The fund has several key features to support locally-led efforts to advance zoning reforms:

  • Grant program for community engagement, technical assistance and analysis that will help communities identify the most powerful levers to produce more affordable housing;
  • Investment and incentives to implement land-use and zoning policies that remove needless barriers to needed housing; and
  • Extensive evaluation and development agenda to identify the policy changes that most effectively encourage affordable housing production. 

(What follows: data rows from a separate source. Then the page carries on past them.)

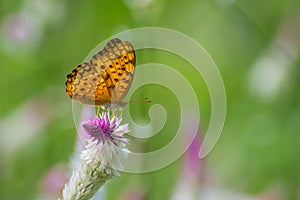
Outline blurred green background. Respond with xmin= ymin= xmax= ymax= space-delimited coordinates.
xmin=0 ymin=0 xmax=300 ymax=200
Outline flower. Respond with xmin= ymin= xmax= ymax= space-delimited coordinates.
xmin=60 ymin=112 xmax=129 ymax=199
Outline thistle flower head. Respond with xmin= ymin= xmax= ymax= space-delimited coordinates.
xmin=82 ymin=112 xmax=129 ymax=171
xmin=60 ymin=112 xmax=129 ymax=200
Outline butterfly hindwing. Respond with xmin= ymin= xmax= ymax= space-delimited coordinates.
xmin=66 ymin=38 xmax=135 ymax=106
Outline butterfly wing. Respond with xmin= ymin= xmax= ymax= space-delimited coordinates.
xmin=66 ymin=38 xmax=135 ymax=106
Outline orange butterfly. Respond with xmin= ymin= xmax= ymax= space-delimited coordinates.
xmin=66 ymin=38 xmax=136 ymax=106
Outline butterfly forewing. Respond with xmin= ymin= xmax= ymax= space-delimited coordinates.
xmin=66 ymin=38 xmax=135 ymax=106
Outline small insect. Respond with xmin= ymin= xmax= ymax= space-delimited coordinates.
xmin=66 ymin=38 xmax=136 ymax=106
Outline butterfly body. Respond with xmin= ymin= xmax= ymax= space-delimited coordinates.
xmin=66 ymin=38 xmax=136 ymax=106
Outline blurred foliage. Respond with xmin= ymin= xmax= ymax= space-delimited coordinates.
xmin=0 ymin=0 xmax=300 ymax=200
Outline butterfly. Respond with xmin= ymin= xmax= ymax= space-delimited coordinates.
xmin=66 ymin=38 xmax=136 ymax=106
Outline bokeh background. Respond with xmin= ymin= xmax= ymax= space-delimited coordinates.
xmin=0 ymin=0 xmax=300 ymax=200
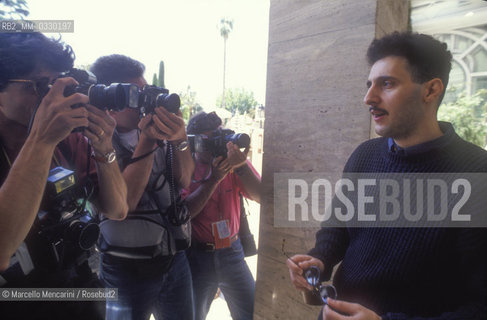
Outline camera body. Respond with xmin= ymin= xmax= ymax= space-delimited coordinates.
xmin=28 ymin=167 xmax=100 ymax=269
xmin=188 ymin=128 xmax=250 ymax=158
xmin=57 ymin=68 xmax=181 ymax=117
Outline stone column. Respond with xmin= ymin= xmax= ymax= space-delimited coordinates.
xmin=254 ymin=0 xmax=408 ymax=320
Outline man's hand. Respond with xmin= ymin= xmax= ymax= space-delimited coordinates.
xmin=323 ymin=298 xmax=381 ymax=320
xmin=83 ymin=104 xmax=117 ymax=155
xmin=31 ymin=78 xmax=89 ymax=146
xmin=210 ymin=156 xmax=232 ymax=183
xmin=139 ymin=107 xmax=188 ymax=141
xmin=227 ymin=141 xmax=249 ymax=169
xmin=286 ymin=254 xmax=325 ymax=291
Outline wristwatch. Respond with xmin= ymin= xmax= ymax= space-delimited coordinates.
xmin=91 ymin=149 xmax=117 ymax=163
xmin=174 ymin=140 xmax=189 ymax=151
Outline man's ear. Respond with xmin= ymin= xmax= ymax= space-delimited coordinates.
xmin=423 ymin=78 xmax=445 ymax=103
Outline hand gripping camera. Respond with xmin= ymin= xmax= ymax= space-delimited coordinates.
xmin=61 ymin=68 xmax=181 ymax=116
xmin=188 ymin=128 xmax=250 ymax=158
xmin=303 ymin=266 xmax=337 ymax=304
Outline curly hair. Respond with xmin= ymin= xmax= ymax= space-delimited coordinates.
xmin=367 ymin=32 xmax=452 ymax=102
xmin=0 ymin=32 xmax=75 ymax=91
xmin=90 ymin=54 xmax=145 ymax=85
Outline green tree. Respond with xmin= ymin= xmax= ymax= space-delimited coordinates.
xmin=179 ymin=86 xmax=203 ymax=122
xmin=216 ymin=88 xmax=259 ymax=117
xmin=152 ymin=73 xmax=159 ymax=86
xmin=219 ymin=18 xmax=233 ymax=108
xmin=438 ymin=89 xmax=487 ymax=148
xmin=0 ymin=0 xmax=29 ymax=20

Communities that qualify for implementation and investment awards will have access to flexible funding that help support public services in neighborhoods where new affordable housing is being developed and that benefit all community members. The goal of these efforts will be to increase the production of affordable housing, expanding access to good jobs and powering inclusive economic growth.

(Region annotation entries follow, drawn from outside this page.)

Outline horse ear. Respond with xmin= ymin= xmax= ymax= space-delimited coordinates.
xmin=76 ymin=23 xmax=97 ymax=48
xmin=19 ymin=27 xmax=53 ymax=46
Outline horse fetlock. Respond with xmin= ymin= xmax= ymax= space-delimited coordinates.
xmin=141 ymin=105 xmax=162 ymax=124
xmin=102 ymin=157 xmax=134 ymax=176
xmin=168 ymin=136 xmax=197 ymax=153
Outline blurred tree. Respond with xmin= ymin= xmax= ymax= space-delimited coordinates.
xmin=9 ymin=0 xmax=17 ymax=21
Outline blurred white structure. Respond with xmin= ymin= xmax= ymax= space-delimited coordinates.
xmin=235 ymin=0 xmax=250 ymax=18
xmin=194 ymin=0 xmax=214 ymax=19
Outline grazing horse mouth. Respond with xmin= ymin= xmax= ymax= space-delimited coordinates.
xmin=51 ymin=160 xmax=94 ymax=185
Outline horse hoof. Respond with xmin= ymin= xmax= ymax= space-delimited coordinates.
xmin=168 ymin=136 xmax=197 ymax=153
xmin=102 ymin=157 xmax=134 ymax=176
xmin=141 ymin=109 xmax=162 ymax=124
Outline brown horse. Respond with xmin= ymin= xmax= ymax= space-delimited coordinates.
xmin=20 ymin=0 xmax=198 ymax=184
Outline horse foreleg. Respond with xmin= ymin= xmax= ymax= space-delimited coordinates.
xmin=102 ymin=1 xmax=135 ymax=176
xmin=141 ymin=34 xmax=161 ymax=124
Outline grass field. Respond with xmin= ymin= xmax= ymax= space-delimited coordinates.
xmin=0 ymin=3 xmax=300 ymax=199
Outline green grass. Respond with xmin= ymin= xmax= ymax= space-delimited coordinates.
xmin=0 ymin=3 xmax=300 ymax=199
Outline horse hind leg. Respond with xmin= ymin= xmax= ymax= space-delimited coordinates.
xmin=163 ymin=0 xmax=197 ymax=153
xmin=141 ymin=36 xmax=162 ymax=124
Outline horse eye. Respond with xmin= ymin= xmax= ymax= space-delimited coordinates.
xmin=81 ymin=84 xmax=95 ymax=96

  • Invest $31 Billion to Scale Up Efforts to Support Minority-Owned Small Businesses. Too many small businesses owned by people of color struggle to access loans and federal programs that can help them grow and succeed.  President Biden has proposed a historic effort to tackle these persistent challenges and empower small business creation and expansion in communities of color. Specifically, the President’s American Jobs Plan will invest $30 billion in new Small Business Administration (SBA) initiatives that will reduce barriers to small business ownership and success.  These initiatives will increase access to capital by establishing a new direct loan program for the smallest businesses, developing new loan products to support small manufacturers and businesses that invest in clean energy, and launching a new Small Business Investment Corporation that will make early stage equity investments in small businesses with priority for those owned by socially and economically disadvantaged individuals. The American Jobs Plan will also invest billions of dollars in SBA technical assistance programs that incubate and offer mentoring and technical assistance to 8(a) firms, reinforce the American subcontracting network to create pathways to prime contracting, encourage Fortune 500 firms to diversify their procurements, and bring more socially and economically disadvantaged businesses into federal research and development programs.  These investments will also include an innovative new $1 billion grant program through the Minority Business Development Agency that will help minority-owned manufacturers access private capital.